Remarkable contemporary provenance with most interesting and important annotations. The natural philosopher Thomas Henshaw (1618–1700) inscribed his name on the title of this book and almost certainly made the annotations. He was an English lawyer, courtier, diplomat and scientific writer. While not a published alchemist, he was a significant figure in English alchemical work from the 1650s onwards; he is known to have used the pen-name “Halophilus”. Both his mother and his father were described by Hartlib as ‘great chemists’, and he had a lifelong commitment to the new learning.
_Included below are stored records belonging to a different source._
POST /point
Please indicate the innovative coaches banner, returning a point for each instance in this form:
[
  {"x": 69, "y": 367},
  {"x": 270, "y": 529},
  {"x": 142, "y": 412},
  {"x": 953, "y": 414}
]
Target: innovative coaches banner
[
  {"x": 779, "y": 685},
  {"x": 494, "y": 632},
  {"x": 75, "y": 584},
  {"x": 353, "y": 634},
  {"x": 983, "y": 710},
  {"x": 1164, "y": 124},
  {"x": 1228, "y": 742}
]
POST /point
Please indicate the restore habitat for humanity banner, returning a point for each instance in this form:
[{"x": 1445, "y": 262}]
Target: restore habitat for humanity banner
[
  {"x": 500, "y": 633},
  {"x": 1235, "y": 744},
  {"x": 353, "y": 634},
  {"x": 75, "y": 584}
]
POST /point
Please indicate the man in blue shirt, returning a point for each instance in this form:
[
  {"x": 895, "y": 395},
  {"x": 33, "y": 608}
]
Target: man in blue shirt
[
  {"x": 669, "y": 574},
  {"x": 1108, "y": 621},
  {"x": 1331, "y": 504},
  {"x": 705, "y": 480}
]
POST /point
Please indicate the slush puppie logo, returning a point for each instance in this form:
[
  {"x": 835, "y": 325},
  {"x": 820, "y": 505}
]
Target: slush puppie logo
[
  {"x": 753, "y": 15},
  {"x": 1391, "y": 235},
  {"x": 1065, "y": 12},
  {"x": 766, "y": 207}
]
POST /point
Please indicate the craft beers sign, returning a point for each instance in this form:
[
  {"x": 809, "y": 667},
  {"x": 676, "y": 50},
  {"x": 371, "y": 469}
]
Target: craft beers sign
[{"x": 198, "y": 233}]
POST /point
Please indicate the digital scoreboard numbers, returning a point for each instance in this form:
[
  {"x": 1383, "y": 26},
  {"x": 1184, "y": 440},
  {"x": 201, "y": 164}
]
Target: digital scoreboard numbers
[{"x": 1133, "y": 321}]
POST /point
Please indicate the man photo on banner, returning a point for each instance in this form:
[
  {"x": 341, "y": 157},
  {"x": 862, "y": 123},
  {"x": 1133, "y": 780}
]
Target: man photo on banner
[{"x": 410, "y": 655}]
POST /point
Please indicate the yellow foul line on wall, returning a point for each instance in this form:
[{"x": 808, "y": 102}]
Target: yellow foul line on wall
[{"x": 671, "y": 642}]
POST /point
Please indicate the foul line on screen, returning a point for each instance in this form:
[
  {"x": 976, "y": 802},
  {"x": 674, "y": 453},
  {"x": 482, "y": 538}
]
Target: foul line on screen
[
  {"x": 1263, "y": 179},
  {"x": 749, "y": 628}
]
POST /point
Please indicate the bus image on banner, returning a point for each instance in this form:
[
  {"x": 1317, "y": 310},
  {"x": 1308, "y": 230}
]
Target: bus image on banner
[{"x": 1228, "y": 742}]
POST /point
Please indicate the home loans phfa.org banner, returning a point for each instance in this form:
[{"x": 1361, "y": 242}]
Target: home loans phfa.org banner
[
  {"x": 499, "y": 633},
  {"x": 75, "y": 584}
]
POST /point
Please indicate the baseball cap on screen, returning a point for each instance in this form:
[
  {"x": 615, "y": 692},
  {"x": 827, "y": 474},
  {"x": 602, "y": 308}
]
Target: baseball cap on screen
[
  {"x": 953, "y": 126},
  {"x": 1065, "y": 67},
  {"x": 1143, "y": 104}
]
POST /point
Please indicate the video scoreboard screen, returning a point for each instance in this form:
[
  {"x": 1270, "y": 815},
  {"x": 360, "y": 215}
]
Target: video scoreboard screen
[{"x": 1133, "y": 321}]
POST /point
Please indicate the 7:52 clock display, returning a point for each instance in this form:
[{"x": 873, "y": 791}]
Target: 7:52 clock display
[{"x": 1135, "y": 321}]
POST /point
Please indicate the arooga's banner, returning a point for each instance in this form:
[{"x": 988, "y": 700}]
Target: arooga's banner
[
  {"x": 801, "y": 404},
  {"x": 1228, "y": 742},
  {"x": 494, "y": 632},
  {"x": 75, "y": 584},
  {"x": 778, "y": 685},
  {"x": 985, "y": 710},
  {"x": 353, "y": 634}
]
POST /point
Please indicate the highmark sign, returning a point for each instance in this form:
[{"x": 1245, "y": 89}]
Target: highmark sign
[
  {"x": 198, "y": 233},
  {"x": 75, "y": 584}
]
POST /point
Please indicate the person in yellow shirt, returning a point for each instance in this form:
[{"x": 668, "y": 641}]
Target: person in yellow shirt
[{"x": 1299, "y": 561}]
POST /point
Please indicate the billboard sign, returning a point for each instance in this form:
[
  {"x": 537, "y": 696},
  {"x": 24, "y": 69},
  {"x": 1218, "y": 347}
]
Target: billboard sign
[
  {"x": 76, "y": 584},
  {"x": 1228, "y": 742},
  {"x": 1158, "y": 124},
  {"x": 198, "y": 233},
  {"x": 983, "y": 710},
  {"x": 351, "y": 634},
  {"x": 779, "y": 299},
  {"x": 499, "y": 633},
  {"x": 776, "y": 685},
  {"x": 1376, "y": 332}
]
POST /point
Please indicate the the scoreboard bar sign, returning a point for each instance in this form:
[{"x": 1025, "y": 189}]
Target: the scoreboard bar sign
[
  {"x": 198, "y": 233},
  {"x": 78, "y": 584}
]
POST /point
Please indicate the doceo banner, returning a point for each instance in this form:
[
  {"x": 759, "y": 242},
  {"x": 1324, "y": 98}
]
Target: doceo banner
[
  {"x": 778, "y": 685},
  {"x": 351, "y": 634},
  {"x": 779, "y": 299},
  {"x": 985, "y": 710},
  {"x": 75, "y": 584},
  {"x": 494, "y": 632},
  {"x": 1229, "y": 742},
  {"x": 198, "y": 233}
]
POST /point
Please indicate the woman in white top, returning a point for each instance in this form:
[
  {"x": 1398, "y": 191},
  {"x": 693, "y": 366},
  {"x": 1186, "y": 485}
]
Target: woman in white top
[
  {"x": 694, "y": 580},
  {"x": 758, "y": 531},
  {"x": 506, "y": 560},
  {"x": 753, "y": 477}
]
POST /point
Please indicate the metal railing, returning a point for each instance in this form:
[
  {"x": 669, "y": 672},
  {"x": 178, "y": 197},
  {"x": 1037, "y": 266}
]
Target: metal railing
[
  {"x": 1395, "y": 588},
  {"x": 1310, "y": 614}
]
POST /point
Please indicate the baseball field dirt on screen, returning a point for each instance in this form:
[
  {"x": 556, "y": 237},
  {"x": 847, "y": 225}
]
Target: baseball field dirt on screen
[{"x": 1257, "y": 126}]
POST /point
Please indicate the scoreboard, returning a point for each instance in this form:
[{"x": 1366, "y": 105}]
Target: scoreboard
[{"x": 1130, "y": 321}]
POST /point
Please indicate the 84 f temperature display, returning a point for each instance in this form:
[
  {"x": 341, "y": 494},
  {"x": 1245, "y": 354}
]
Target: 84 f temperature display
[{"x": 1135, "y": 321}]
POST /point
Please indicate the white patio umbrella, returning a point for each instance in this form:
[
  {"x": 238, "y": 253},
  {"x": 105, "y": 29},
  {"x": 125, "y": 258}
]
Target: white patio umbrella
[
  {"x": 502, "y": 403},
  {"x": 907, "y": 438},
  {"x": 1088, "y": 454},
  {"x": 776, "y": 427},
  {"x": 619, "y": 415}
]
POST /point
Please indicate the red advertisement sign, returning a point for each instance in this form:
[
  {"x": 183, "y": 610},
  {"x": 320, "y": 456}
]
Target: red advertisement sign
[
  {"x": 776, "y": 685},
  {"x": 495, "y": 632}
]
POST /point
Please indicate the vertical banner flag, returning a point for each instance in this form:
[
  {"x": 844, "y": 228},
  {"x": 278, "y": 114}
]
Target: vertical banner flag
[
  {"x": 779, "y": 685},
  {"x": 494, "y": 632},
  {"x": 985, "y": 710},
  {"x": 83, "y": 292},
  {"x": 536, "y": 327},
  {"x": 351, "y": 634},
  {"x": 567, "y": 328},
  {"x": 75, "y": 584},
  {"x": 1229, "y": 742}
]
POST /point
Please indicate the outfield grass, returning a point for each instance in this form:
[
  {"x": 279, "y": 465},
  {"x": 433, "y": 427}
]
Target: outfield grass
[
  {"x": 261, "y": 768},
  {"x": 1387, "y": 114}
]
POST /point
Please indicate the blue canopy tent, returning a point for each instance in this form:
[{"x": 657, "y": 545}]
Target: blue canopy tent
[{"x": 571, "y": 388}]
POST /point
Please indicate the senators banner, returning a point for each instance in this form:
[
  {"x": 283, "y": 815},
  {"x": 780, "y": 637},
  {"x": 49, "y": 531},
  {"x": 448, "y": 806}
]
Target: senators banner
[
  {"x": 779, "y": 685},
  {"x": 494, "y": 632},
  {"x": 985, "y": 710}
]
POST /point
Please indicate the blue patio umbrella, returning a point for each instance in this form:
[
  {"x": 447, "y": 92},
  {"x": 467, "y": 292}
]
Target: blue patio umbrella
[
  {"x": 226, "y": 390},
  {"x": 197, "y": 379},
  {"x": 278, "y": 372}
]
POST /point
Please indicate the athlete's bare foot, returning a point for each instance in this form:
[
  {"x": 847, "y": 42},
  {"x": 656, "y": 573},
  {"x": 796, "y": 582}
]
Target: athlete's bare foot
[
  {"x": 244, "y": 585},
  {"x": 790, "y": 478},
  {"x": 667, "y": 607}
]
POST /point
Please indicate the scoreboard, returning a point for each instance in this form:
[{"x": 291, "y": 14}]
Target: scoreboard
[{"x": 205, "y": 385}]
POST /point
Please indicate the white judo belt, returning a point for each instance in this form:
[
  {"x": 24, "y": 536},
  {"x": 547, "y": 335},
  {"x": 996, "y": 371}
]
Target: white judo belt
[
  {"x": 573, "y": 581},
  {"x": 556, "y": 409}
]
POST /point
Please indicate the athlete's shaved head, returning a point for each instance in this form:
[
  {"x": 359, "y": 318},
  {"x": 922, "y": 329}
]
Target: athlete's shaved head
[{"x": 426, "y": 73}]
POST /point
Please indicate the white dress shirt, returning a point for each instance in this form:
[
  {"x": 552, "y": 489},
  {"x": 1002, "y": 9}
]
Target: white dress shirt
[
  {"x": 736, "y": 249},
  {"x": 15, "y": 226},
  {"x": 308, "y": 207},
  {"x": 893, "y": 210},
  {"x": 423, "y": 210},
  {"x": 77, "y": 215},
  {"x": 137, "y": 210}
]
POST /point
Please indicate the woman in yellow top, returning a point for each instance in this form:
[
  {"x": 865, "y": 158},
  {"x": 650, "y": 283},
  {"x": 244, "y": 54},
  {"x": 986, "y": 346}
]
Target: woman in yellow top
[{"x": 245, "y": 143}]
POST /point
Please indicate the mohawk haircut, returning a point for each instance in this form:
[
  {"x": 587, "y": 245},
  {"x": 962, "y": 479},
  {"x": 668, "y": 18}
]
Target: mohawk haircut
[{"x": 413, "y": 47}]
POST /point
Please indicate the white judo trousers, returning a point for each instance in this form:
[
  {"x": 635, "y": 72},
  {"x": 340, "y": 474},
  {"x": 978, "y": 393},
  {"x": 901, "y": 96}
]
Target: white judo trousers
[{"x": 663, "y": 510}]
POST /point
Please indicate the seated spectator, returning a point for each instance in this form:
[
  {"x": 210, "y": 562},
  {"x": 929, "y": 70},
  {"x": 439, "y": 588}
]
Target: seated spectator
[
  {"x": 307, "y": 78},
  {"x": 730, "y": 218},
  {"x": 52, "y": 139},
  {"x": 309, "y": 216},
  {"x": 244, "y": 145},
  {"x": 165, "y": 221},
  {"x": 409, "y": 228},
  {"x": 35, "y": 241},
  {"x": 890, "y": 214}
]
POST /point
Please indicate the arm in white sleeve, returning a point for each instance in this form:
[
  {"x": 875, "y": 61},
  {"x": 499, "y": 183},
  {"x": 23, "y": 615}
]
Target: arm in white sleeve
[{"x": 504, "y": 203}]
He spent a period from late 1644 as the travelling companion of John Evelyn, whom he had encountered at Pisa.They visited Athanasius Kircher’s rooms in Rome together. Evelyn, Henshaw and Francis Bramston were then together at Padua. At the end of the 1640s Henshaw left Paris, where he had been staying, to return to England. He spent much of the 1650s engaged in intellectual pursuits as part of a circle of alchemists and natural philosophers, before returning to public life in the 1660s. He had been taught by William Oughtred and his library of alchemical works was used by his friend Elias Ashmole; he was also a founding member of the Royal Society and published a number of treatises in the Philosophical Transactions. His daughter Anne married into the Halsey family of Gaddesden, Hertfordshire, (bookplate) where this book remained for more than 300 years.

USTC 1011874. Dibner, Heralds of Science 81. Grolier/Horblit 24. Guibert, Bib. Descartes 1. Krivatsky 3114. Norman 621. Printing and the Mind of Man 129. Plomer II, pp. 149 – 150.